His mouth presses thin. “All in my head.”

“Wrong answer,” I say, and draw the 9 mm from my left hip. The suppressor threads on with a few quiet spins. His wide gaze volleys between the barrel and my face like a scared man staring at his own grave.

“You drug her into this,” he says suddenly, and it’s the wrong tactic, but men use whatever they can when they’re desperate. “The girl. Archer’s sister. ThePakhan’s going to take her. Better you give her to him yourself and keep your dick attached to your ego.”

I step close enough so that I see the lines around his eyes and lower my voice. “Archer isn’t your cheap pipeline. He’s the warning I’m going to nail across every door you think you’ve ever bought.”

Popeye opens his mouth as if to beg for something I don’t plan to give him. I put the muzzle to his forehead. “You shouldn’t have mentioned my girl,” I say to him before I squeeze the trigger.

The shot is small and final. Popeye’s head rocks back, then bows as if he’s finally praying for his soul.

Silence isn’t empty in rooms like this; it’s crowded with what won’t happen next. The forklift rattles once and gives up. Petrov exhales. Viktor doesn’t. His eyes meet mine for a second, and I see the thought neither of us say: we now own one less problem, and probably at least three more.

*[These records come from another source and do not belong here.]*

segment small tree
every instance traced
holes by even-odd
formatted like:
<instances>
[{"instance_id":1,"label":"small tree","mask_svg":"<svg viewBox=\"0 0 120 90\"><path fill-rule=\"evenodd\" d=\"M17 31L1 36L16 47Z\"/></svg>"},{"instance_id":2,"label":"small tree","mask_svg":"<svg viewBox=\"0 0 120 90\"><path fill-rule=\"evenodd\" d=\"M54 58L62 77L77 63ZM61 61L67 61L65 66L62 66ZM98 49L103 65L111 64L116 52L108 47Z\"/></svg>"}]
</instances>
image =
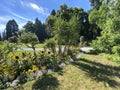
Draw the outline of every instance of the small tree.
<instances>
[{"instance_id":1,"label":"small tree","mask_svg":"<svg viewBox=\"0 0 120 90\"><path fill-rule=\"evenodd\" d=\"M32 48L34 54L36 54L35 45L39 43L39 40L34 33L24 33L19 37L19 40L20 42L26 44L27 47ZM30 44L30 46L28 44Z\"/></svg>"}]
</instances>

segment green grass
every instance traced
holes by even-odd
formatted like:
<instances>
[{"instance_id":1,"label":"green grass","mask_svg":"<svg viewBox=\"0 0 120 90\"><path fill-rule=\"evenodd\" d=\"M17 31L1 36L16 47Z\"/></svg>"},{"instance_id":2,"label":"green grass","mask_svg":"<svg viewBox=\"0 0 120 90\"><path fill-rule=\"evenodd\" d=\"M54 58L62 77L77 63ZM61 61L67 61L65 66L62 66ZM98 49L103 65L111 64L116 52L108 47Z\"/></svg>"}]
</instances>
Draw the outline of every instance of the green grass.
<instances>
[{"instance_id":1,"label":"green grass","mask_svg":"<svg viewBox=\"0 0 120 90\"><path fill-rule=\"evenodd\" d=\"M120 90L119 72L118 64L85 54L59 72L25 83L21 90Z\"/></svg>"}]
</instances>

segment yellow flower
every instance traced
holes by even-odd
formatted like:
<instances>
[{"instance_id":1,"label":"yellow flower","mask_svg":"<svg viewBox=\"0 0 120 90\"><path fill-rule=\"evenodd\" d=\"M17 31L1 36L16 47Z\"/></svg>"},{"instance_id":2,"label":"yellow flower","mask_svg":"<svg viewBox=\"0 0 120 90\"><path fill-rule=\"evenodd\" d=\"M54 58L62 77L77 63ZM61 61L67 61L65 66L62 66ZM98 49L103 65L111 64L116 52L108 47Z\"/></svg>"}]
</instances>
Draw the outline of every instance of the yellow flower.
<instances>
[{"instance_id":1,"label":"yellow flower","mask_svg":"<svg viewBox=\"0 0 120 90\"><path fill-rule=\"evenodd\" d=\"M19 59L20 59L20 57L19 57L19 56L17 56L17 55L15 55L15 56L13 56L13 59L14 59L14 60L19 60Z\"/></svg>"}]
</instances>

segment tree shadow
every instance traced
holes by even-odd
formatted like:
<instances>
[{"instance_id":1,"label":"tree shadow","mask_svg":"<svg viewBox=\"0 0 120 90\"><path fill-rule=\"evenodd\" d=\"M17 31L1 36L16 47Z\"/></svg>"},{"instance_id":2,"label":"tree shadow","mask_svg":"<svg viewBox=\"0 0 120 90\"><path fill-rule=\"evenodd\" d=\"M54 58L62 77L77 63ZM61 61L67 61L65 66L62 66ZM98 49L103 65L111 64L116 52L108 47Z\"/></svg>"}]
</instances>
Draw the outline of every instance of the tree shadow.
<instances>
[{"instance_id":1,"label":"tree shadow","mask_svg":"<svg viewBox=\"0 0 120 90\"><path fill-rule=\"evenodd\" d=\"M59 82L50 74L44 74L32 86L32 90L56 90Z\"/></svg>"},{"instance_id":2,"label":"tree shadow","mask_svg":"<svg viewBox=\"0 0 120 90\"><path fill-rule=\"evenodd\" d=\"M104 65L84 58L72 64L84 70L88 77L91 77L97 82L104 82L105 85L108 84L110 87L114 88L120 86L120 82L114 79L114 77L120 78L120 67Z\"/></svg>"}]
</instances>

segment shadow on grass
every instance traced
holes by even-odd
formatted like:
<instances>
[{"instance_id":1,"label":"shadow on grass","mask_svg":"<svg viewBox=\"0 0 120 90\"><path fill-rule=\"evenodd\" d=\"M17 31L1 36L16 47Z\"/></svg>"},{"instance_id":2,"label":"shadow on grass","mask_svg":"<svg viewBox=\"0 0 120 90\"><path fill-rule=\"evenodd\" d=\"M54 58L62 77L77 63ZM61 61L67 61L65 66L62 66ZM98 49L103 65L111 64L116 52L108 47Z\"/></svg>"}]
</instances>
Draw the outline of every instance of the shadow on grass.
<instances>
[{"instance_id":1,"label":"shadow on grass","mask_svg":"<svg viewBox=\"0 0 120 90\"><path fill-rule=\"evenodd\" d=\"M86 71L86 75L96 80L97 82L104 82L105 85L117 88L120 86L120 82L114 78L120 78L120 67L113 67L110 65L104 65L98 62L93 62L84 58L72 63L79 69Z\"/></svg>"},{"instance_id":2,"label":"shadow on grass","mask_svg":"<svg viewBox=\"0 0 120 90\"><path fill-rule=\"evenodd\" d=\"M56 90L59 82L50 74L43 75L32 86L32 90Z\"/></svg>"}]
</instances>

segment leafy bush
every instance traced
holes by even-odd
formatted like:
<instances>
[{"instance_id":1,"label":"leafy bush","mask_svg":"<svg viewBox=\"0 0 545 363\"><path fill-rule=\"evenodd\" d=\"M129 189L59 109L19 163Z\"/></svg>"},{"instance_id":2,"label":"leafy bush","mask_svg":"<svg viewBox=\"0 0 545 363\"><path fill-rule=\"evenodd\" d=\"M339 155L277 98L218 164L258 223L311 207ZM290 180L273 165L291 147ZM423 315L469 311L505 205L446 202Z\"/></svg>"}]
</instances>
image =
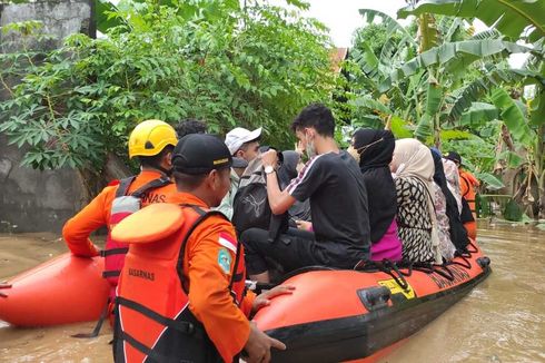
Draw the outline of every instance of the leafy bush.
<instances>
[{"instance_id":1,"label":"leafy bush","mask_svg":"<svg viewBox=\"0 0 545 363\"><path fill-rule=\"evenodd\" d=\"M291 146L293 117L311 101L333 102L325 28L296 10L127 0L109 18L123 21L101 39L69 37L0 104L0 131L29 147L26 165L100 170L150 118L205 119L217 134L262 126L268 143Z\"/></svg>"}]
</instances>

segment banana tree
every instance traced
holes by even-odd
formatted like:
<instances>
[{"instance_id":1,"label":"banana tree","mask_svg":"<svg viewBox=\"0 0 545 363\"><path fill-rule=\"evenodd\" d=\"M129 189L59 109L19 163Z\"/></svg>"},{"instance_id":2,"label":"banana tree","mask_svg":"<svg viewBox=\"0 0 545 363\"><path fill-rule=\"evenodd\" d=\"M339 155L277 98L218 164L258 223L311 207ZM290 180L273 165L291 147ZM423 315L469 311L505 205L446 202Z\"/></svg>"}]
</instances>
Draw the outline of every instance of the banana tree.
<instances>
[{"instance_id":1,"label":"banana tree","mask_svg":"<svg viewBox=\"0 0 545 363\"><path fill-rule=\"evenodd\" d=\"M360 13L367 18L367 21L380 17L388 29L404 35L394 57L385 51L377 57L366 42L353 50L354 59L361 70L361 77L356 79L363 86L361 98L370 96L380 99L382 95L386 95L389 109L396 111L395 116L416 125L416 137L426 139L434 135L436 144L439 143L440 122L445 119L445 114L453 109L453 105L457 106L456 112L449 115L454 119L470 106L470 102L467 104L467 95L462 98L466 104L460 105L458 98L453 98L453 92L468 85L465 78L475 62L483 63L485 60L505 59L514 52L532 51L528 47L489 37L453 41L456 30L462 24L459 21L452 21L448 27L427 27L425 30L419 30L420 39L428 39L427 45L433 43L429 38L440 40L442 43L407 60L399 55L403 53L404 48L414 45L414 38L407 36L407 31L396 20L384 13L368 9L360 10ZM436 29L437 35L430 35L432 29ZM476 67L473 69L478 73L482 72ZM473 95L479 96L476 92ZM368 104L361 100L355 102L358 107ZM379 110L377 107L369 107L369 109ZM383 119L387 116L388 114L384 114Z\"/></svg>"},{"instance_id":2,"label":"banana tree","mask_svg":"<svg viewBox=\"0 0 545 363\"><path fill-rule=\"evenodd\" d=\"M545 77L545 1L541 0L425 0L410 3L398 11L398 17L422 16L425 13L452 16L464 19L479 19L488 27L511 40L531 43L533 61L526 70ZM535 160L535 182L539 192L539 216L545 217L545 84L536 79L535 96L531 101L529 120L537 129L537 141L531 151ZM459 110L459 108L458 108ZM528 185L532 183L528 174Z\"/></svg>"}]
</instances>

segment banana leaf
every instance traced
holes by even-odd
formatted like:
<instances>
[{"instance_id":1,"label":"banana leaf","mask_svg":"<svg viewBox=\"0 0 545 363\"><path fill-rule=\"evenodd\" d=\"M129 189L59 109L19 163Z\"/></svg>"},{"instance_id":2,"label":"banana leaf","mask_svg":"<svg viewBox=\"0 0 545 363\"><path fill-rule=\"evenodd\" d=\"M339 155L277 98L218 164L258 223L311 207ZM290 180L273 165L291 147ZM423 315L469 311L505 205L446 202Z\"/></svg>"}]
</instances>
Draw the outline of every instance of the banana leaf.
<instances>
[{"instance_id":1,"label":"banana leaf","mask_svg":"<svg viewBox=\"0 0 545 363\"><path fill-rule=\"evenodd\" d=\"M477 18L513 40L524 32L529 42L545 37L543 0L423 0L400 9L397 16L405 19L422 13Z\"/></svg>"},{"instance_id":2,"label":"banana leaf","mask_svg":"<svg viewBox=\"0 0 545 363\"><path fill-rule=\"evenodd\" d=\"M496 106L485 102L473 102L472 107L462 115L460 126L480 126L499 117Z\"/></svg>"},{"instance_id":3,"label":"banana leaf","mask_svg":"<svg viewBox=\"0 0 545 363\"><path fill-rule=\"evenodd\" d=\"M447 66L445 72L463 72L468 65L486 57L528 51L532 51L528 47L499 39L455 41L418 55L395 70L390 78L397 81L430 66Z\"/></svg>"},{"instance_id":4,"label":"banana leaf","mask_svg":"<svg viewBox=\"0 0 545 363\"><path fill-rule=\"evenodd\" d=\"M495 89L490 95L492 101L501 111L501 118L507 126L513 138L526 147L534 145L536 134L528 126L528 121L521 108L503 88Z\"/></svg>"}]
</instances>

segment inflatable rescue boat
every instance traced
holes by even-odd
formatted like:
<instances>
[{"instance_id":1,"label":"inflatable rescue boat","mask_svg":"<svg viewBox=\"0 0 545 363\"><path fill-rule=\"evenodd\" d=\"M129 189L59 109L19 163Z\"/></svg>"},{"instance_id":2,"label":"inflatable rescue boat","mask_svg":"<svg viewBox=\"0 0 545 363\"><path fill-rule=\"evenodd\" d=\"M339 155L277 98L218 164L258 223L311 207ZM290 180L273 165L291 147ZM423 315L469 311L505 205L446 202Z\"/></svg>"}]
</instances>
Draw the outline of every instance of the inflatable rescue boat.
<instances>
[{"instance_id":1,"label":"inflatable rescue boat","mask_svg":"<svg viewBox=\"0 0 545 363\"><path fill-rule=\"evenodd\" d=\"M16 326L97 321L110 285L103 258L62 254L0 285L0 320Z\"/></svg>"},{"instance_id":2,"label":"inflatable rescue boat","mask_svg":"<svg viewBox=\"0 0 545 363\"><path fill-rule=\"evenodd\" d=\"M296 286L293 295L275 297L254 320L287 346L274 362L374 362L486 278L489 262L472 244L445 265L310 267L283 282Z\"/></svg>"}]
</instances>

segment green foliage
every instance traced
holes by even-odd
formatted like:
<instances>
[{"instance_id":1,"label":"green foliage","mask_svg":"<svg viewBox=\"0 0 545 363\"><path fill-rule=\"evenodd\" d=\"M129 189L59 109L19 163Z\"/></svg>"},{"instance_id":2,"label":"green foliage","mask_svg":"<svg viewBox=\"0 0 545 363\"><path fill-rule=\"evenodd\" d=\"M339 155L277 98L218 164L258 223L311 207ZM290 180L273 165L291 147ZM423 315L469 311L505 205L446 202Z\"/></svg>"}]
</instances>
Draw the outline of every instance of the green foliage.
<instances>
[{"instance_id":1,"label":"green foliage","mask_svg":"<svg viewBox=\"0 0 545 363\"><path fill-rule=\"evenodd\" d=\"M423 13L478 18L514 40L523 31L529 42L545 37L545 1L539 0L423 0L397 12L403 19Z\"/></svg>"},{"instance_id":2,"label":"green foliage","mask_svg":"<svg viewBox=\"0 0 545 363\"><path fill-rule=\"evenodd\" d=\"M291 147L294 116L334 104L325 28L297 11L235 0L121 1L111 11L122 21L103 28L107 38L70 36L0 104L0 131L29 148L26 165L100 170L150 118L205 119L217 134L262 126L266 141Z\"/></svg>"},{"instance_id":3,"label":"green foliage","mask_svg":"<svg viewBox=\"0 0 545 363\"><path fill-rule=\"evenodd\" d=\"M515 200L509 199L505 205L504 218L512 222L523 220L523 210Z\"/></svg>"},{"instance_id":4,"label":"green foliage","mask_svg":"<svg viewBox=\"0 0 545 363\"><path fill-rule=\"evenodd\" d=\"M522 145L532 147L535 143L536 135L528 127L525 115L509 95L504 89L497 88L492 92L490 98L501 111L501 117L509 128L513 137Z\"/></svg>"}]
</instances>

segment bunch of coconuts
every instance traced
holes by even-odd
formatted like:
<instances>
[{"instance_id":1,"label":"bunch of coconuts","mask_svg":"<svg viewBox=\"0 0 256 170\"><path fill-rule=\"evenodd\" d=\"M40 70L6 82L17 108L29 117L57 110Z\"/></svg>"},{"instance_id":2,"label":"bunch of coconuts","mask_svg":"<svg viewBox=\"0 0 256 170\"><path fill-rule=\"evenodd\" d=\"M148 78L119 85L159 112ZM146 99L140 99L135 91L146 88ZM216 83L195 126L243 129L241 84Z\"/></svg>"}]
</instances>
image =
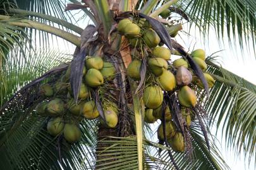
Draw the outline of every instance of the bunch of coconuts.
<instances>
[{"instance_id":1,"label":"bunch of coconuts","mask_svg":"<svg viewBox=\"0 0 256 170\"><path fill-rule=\"evenodd\" d=\"M49 116L47 130L51 135L63 134L67 142L73 143L81 137L79 122L83 118L92 120L99 116L90 91L102 85L104 81L113 80L116 69L111 62L104 62L101 57L87 56L77 103L72 96L69 82L70 74L70 65L54 84L40 85L39 93L42 101L37 104L35 111L40 116ZM118 120L116 105L110 101L103 103L103 109L106 126L115 127Z\"/></svg>"},{"instance_id":2,"label":"bunch of coconuts","mask_svg":"<svg viewBox=\"0 0 256 170\"><path fill-rule=\"evenodd\" d=\"M141 23L136 23L130 19L123 19L118 25L118 32L128 39L131 47L130 53L132 61L127 67L127 75L135 81L140 81L142 60L146 57L145 85L142 96L146 107L144 120L148 123L154 123L158 119L162 120L162 110L164 110L168 141L173 150L184 152L183 135L176 130L169 107L166 106L162 108L163 91L176 91L181 115L189 127L192 118L194 118L189 108L197 104L197 96L192 84L201 88L204 86L199 79L192 76L193 71L186 59L177 59L168 65L170 50L161 46L160 38L150 26L143 24L140 26L140 25ZM202 70L205 71L207 69L205 52L198 49L193 51L191 55ZM212 88L214 79L208 73L205 72L204 76L209 88ZM160 140L164 140L162 124L158 128L157 135Z\"/></svg>"}]
</instances>

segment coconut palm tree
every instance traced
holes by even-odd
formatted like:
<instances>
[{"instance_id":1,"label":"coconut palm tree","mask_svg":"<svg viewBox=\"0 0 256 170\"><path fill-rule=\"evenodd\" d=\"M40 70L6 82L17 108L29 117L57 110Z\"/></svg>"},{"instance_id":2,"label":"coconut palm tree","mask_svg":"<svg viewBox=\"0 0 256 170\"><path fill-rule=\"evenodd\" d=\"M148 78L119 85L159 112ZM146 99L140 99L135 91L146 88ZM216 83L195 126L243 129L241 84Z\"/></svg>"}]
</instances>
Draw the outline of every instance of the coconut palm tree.
<instances>
[{"instance_id":1,"label":"coconut palm tree","mask_svg":"<svg viewBox=\"0 0 256 170\"><path fill-rule=\"evenodd\" d=\"M79 13L74 12L77 9ZM229 169L209 130L216 122L227 144L238 154L243 150L251 160L255 150L256 86L209 56L207 71L216 80L209 90L190 52L170 36L178 33L186 21L199 28L205 38L212 26L219 40L224 35L229 40L237 37L241 48L249 43L254 48L255 11L252 0L0 1L1 169ZM85 18L88 18L86 22ZM175 152L171 142L170 147L164 109L160 111L161 121L153 125L144 123L147 102L142 101L142 92L149 82L157 84L147 74L145 59L150 50L138 35L137 40L142 40L135 44L142 56L140 80L127 77L126 71L135 54L129 35L122 36L116 30L124 18L132 20L145 32L154 30L161 43L173 55L187 60L194 78L203 82L201 88L194 82L190 85L197 98L197 105L186 108L194 116L190 126L181 113L177 96L180 88L163 94L162 107L171 110L185 152ZM73 54L60 50L63 45L67 48L76 47ZM64 135L51 136L46 127L51 117L39 115L35 109L42 100L52 98L44 98L39 89L46 83L54 86L62 77L70 86L70 92L56 96L65 101L73 96L78 102L84 61L96 55L112 63L116 72L114 79L104 78L104 84L90 88L89 98L95 101L101 118L85 119L67 111L63 118L79 127L80 139L71 144ZM173 62L169 61L168 70L174 74ZM69 69L71 76L63 80ZM116 103L116 112L119 113L115 128L109 126L106 103ZM164 137L158 140L160 123Z\"/></svg>"}]
</instances>

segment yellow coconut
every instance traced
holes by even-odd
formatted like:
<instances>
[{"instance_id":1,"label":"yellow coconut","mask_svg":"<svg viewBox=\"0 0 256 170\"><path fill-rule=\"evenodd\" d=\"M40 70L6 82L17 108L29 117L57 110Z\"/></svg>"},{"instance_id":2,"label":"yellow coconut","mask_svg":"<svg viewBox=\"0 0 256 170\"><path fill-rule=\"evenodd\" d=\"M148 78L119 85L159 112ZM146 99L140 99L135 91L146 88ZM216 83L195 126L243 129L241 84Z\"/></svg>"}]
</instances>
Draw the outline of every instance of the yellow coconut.
<instances>
[{"instance_id":1,"label":"yellow coconut","mask_svg":"<svg viewBox=\"0 0 256 170\"><path fill-rule=\"evenodd\" d=\"M168 140L171 149L175 152L183 152L185 151L184 138L181 133L177 132Z\"/></svg>"},{"instance_id":2,"label":"yellow coconut","mask_svg":"<svg viewBox=\"0 0 256 170\"><path fill-rule=\"evenodd\" d=\"M147 109L145 111L144 120L148 123L154 123L157 119L153 115L152 109Z\"/></svg>"},{"instance_id":3,"label":"yellow coconut","mask_svg":"<svg viewBox=\"0 0 256 170\"><path fill-rule=\"evenodd\" d=\"M201 60L205 60L205 52L202 49L197 49L191 53L192 57L199 58Z\"/></svg>"},{"instance_id":4,"label":"yellow coconut","mask_svg":"<svg viewBox=\"0 0 256 170\"><path fill-rule=\"evenodd\" d=\"M64 123L61 117L51 118L48 122L47 129L51 135L56 137L61 133L64 125Z\"/></svg>"},{"instance_id":5,"label":"yellow coconut","mask_svg":"<svg viewBox=\"0 0 256 170\"><path fill-rule=\"evenodd\" d=\"M166 137L167 139L172 138L176 133L176 127L173 121L166 122ZM161 140L164 140L164 129L161 123L157 129L157 137Z\"/></svg>"},{"instance_id":6,"label":"yellow coconut","mask_svg":"<svg viewBox=\"0 0 256 170\"><path fill-rule=\"evenodd\" d=\"M64 138L69 143L73 143L81 138L81 131L75 124L66 123L64 127Z\"/></svg>"},{"instance_id":7,"label":"yellow coconut","mask_svg":"<svg viewBox=\"0 0 256 170\"><path fill-rule=\"evenodd\" d=\"M199 65L202 71L205 71L207 68L207 65L205 62L198 57L193 57L193 60Z\"/></svg>"},{"instance_id":8,"label":"yellow coconut","mask_svg":"<svg viewBox=\"0 0 256 170\"><path fill-rule=\"evenodd\" d=\"M163 47L156 47L154 48L152 54L155 57L162 58L169 60L171 57L171 51Z\"/></svg>"},{"instance_id":9,"label":"yellow coconut","mask_svg":"<svg viewBox=\"0 0 256 170\"><path fill-rule=\"evenodd\" d=\"M195 106L197 104L197 96L195 91L188 86L182 87L178 92L180 103L185 107Z\"/></svg>"},{"instance_id":10,"label":"yellow coconut","mask_svg":"<svg viewBox=\"0 0 256 170\"><path fill-rule=\"evenodd\" d=\"M55 98L48 103L46 110L52 116L59 115L64 111L64 102L61 99Z\"/></svg>"},{"instance_id":11,"label":"yellow coconut","mask_svg":"<svg viewBox=\"0 0 256 170\"><path fill-rule=\"evenodd\" d=\"M82 112L85 118L88 119L94 119L99 117L99 113L94 101L87 101L84 103L82 107Z\"/></svg>"},{"instance_id":12,"label":"yellow coconut","mask_svg":"<svg viewBox=\"0 0 256 170\"><path fill-rule=\"evenodd\" d=\"M183 66L183 67L185 67L186 68L188 68L188 62L182 58L175 60L173 62L173 65L175 68L178 68L178 67L181 67L181 66Z\"/></svg>"},{"instance_id":13,"label":"yellow coconut","mask_svg":"<svg viewBox=\"0 0 256 170\"><path fill-rule=\"evenodd\" d=\"M104 83L102 74L95 69L89 69L85 74L85 83L92 88L102 85Z\"/></svg>"},{"instance_id":14,"label":"yellow coconut","mask_svg":"<svg viewBox=\"0 0 256 170\"><path fill-rule=\"evenodd\" d=\"M183 66L178 67L175 77L178 86L188 85L192 81L192 74Z\"/></svg>"},{"instance_id":15,"label":"yellow coconut","mask_svg":"<svg viewBox=\"0 0 256 170\"><path fill-rule=\"evenodd\" d=\"M143 101L149 108L158 108L162 104L163 98L162 89L158 86L148 86L144 89Z\"/></svg>"},{"instance_id":16,"label":"yellow coconut","mask_svg":"<svg viewBox=\"0 0 256 170\"><path fill-rule=\"evenodd\" d=\"M121 35L125 35L125 28L128 23L132 23L129 19L123 19L118 23L118 31Z\"/></svg>"},{"instance_id":17,"label":"yellow coconut","mask_svg":"<svg viewBox=\"0 0 256 170\"><path fill-rule=\"evenodd\" d=\"M143 39L145 43L149 48L154 48L160 43L160 38L158 35L153 30L147 30L144 35Z\"/></svg>"},{"instance_id":18,"label":"yellow coconut","mask_svg":"<svg viewBox=\"0 0 256 170\"><path fill-rule=\"evenodd\" d=\"M53 89L50 84L44 84L39 87L39 94L46 97L52 96L53 95Z\"/></svg>"},{"instance_id":19,"label":"yellow coconut","mask_svg":"<svg viewBox=\"0 0 256 170\"><path fill-rule=\"evenodd\" d=\"M113 79L114 78L116 72L113 64L111 62L104 62L103 68L101 70L101 74L104 77Z\"/></svg>"},{"instance_id":20,"label":"yellow coconut","mask_svg":"<svg viewBox=\"0 0 256 170\"><path fill-rule=\"evenodd\" d=\"M138 37L140 33L140 27L135 23L128 23L125 28L125 36L128 39Z\"/></svg>"},{"instance_id":21,"label":"yellow coconut","mask_svg":"<svg viewBox=\"0 0 256 170\"><path fill-rule=\"evenodd\" d=\"M174 75L167 70L164 71L162 75L158 77L157 81L163 91L173 91L176 88Z\"/></svg>"},{"instance_id":22,"label":"yellow coconut","mask_svg":"<svg viewBox=\"0 0 256 170\"><path fill-rule=\"evenodd\" d=\"M150 58L148 64L149 69L155 76L162 75L168 67L166 60L162 58Z\"/></svg>"},{"instance_id":23,"label":"yellow coconut","mask_svg":"<svg viewBox=\"0 0 256 170\"><path fill-rule=\"evenodd\" d=\"M101 70L103 67L103 60L99 56L88 56L85 59L85 64L87 69L95 69Z\"/></svg>"},{"instance_id":24,"label":"yellow coconut","mask_svg":"<svg viewBox=\"0 0 256 170\"><path fill-rule=\"evenodd\" d=\"M142 62L140 60L133 60L127 67L127 75L134 80L140 80L141 65Z\"/></svg>"}]
</instances>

“Burn the leather,” I order. “Crate the inventory. Renat, I want Reed and Jinx put down. If they can run, they can talk. Weneed to pay Manny a visit. But first…” I slide the pistol away. My ribs complain; I ignore them. “Viktor.”

“Boss?” he says.

“Time to have that meeting,” I tell him. He nods in understanding. We already know where Archer is because a man shadowed him after the drop instead of shooting him where he stood under that parking garage. Archer thought he had vanished. He zigzagged through Secaucus like a rat in a maze of alleys. He switched motels, traded phone SIMs, then ordered food and holed up. Renat planted a car he didn’t recognize across the street and watched his every twitch.

I wipe Popeye’s blood off the barrel, holster the weapon, and let the rage settle into something colder. Anger is loud, but I need quiet now for planning.

Viktor drives and Petrov rides shotgun. I sit alone in the back because sometimes I need my space when I’m weighing hard decisions and don’t like any of them.